I have several Java projects running in Docker containers managed with Kubernetes. I want to enable the Horizontal Pod Autoscaling(HPA) based on CPU provided by Kubernetes, but I find it hard to deal with the initial CPU spikes caused by the JVM when initialising the container.
I currently have not set a cpu limit in the Kubernetes yaml files for any of the projects which basically means that I let the pods take as much CPU from the environment as they can (I know its a bad practice, but it lets me boot JVM pods in less than 30 seconds).
The problem this creates is that during the pod creation in the first 3-4 minutes the CPU usage will spike so much that If I have an autoscale rule set it will trigger it. Autoscaled pod will spin up and cause the same spike and re-trigger the autoscale until the maximum amount of pods are reached and things settle down.

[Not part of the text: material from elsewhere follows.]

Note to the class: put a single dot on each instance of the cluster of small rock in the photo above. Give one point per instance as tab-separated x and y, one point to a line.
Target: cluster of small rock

I tried setting a cpu limit in the kubernetes yaml file but the amount if cpu that my projects need is not that big so by setting this to an non-overkill amount makes my pods spin up in more than 5min which is unacceptable.
I could also increase the autoscale delay to more than 10 minutes but its a global rule that will also affect deployments which I need to scale very fast, so that is also not a viable option for me.
This is an example cpu and memory configuration for one of my pods
env:
resources:
requests:
memory: "1300Mi"
cpu: "250m"
limits:
memory: "1536Mi"
I also migrated to Java 10 recently which is supposed to be optimised for containerisation. Any advice or comment will be much appreciated. Thanks in advance.
Edit:
I could also set up hpa based on custom prometheus metrics like http_requests, but that option will be harder to maintain since there lots of variables that can affect the amount of requests the pod can handle.